SSP Forum: Harun Khan and Merve Tekgurler (M.S. Candidates)
Room 126
(See description for Notes on Entry)
The
Symbolic Systems Forum(
community sessions of SYMSYS 280 - Symbolic Systems Research Seminar)
presents
Formalizing the Theory of Bit-vectors for Integration of SMT solvers and Theorem Provers
Harun Khan (M.S. Candidate)
Symbolic Systems Program
Semantics of Empire: Machine Translation of Ottoman Turkish into English
Merve Tekgurler (M.S. Candidate)
Symbolic Systems Program
Monday, May 6, 2024
12;30-1:20 pm PT
Margaret Jacks Hall (Bldg. 460), Room 126
In-person event, not recorded
(see below for entry instructions if you are not an active Stanford affiliate)
Note: Lunch is provided, if pre-ordered, only for members of SYMSYS 280, but others are welcome to bring a lunch and eat during the presentation.
ABSTRACTS:
(1) Harun Khan, "Formalizing the Theory of Bit-vectors for Integration of SMT solvers and Theorem Provers" (Primary Advisor: Clark Barrett, Computer Science)
To integrate the Lean Theorem Prover and cvc5, an SMT solver, we formalize an efficient representation of bit-vectors in Lean. We additionally formalize all bit-blasting theorem and many bit-vector rewrite rules used by cvc5. We will discuss implementation challenges we faced to achieve the integration for the theory of bit-vectors.
(2) Merve Tekgurler, "Semantics of Empire: Machine Translation of Ottoman Turkish into English" (Primary Advisor: Mark Algee-Hewitt, English)

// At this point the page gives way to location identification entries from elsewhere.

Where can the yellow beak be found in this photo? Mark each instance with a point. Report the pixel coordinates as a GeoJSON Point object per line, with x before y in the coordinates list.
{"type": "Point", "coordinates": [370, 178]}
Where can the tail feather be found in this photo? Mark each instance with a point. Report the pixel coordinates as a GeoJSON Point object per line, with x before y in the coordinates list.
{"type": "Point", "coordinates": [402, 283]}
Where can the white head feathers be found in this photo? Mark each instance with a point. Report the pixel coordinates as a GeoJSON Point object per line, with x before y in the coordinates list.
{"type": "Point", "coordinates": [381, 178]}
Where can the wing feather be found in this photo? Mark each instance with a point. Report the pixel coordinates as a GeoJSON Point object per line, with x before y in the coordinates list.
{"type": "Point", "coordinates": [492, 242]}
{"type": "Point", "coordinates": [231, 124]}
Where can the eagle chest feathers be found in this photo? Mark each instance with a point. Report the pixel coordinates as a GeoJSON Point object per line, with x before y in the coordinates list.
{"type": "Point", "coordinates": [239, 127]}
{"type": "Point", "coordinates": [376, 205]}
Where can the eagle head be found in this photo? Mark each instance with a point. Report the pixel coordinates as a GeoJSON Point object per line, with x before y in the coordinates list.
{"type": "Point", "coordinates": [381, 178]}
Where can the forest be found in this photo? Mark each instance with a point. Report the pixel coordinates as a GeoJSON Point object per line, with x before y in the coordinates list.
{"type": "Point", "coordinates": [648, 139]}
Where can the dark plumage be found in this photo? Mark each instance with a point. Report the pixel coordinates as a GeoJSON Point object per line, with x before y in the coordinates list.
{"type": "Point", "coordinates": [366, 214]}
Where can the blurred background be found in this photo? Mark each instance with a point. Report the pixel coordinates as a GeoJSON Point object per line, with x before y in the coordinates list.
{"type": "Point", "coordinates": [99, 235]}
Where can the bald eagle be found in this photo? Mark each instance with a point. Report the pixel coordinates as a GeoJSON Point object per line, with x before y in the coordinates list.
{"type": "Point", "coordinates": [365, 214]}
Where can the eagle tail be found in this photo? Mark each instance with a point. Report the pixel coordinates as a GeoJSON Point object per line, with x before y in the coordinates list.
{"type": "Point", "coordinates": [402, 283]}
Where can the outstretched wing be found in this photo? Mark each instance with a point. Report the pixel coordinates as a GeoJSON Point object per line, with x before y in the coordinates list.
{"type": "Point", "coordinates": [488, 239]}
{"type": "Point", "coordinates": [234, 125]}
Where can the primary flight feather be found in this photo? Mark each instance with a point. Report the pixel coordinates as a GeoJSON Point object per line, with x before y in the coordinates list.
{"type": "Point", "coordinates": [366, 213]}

Semantics of Empire will enhance accessibility of Ottoman Turkish sources. We are building a first-pass translator. Our translator will facilitate the integration of non-English historical texts into teaching and research, thereby democratizing access to diverse historical accounts. The project consists of two parts: training a neural machine translation (NMT) model and crowdsourcing a translation dataset from scholars in Ottoman studies. For the NMT training, we fine-tuned a state-of-the-art Turkish to English translation model on a dataset of 50k parallel sentences. We created this dataset by computationally aligning sentences from Turkish novels with their English translations. Our preliminary results show that this dataset improved the model performance by 5 chr-F points and 1 BLEU point, which are common metrics in MT evaluation. Concurrently, we tested the performance of our model and that of several Large Language Models (LLMs) on Ottoman Turkish manuscripts. We identified a concern regarding the use of Google’s multimodal model Gemini in translation tasks. Using Reinforcement Learning from Human Feedback (RLHF), Gemini was programmed to refuse to output texts that contain harmful language, such as depictions of warfare or violence. Historical materials complicate these processes, raising critical questions about the criteria used to classify language as harmful. In the translation tests, GPT-4 had the highest BLEU and chr-F scores. Motivated by these results, we built a website that uses the GPT-4 API to translate Ottoman Turkish into English and collect more sentence examples. We shared this website with Ottomanists, who were asked to input sentences from their own research to be translated by GPT-4 and offer corrections and improvements. Our findings illustrate how we can align models with the needs of underresourced language communities and how AI research can benefit from interdisciplinary scholarship.
NOTES ON ENTRY TO THE MEETING ROOM:
Entry to the building is open to anyone with an active Stanford ID via the card readers next to each door. If you do not have a Stanford ID, you can gain entry between 12:15 and 12:30pm ONLY by knocking on the exterior windows of room 126. These windows are to the left of the west side exterior door on the first floor of Margaret Jacks Hall, which faces the back east side of Building 420. Please do not knock on these windows after 12:30pm when the talk has started. We will not be able to come out and open the door for you at that point.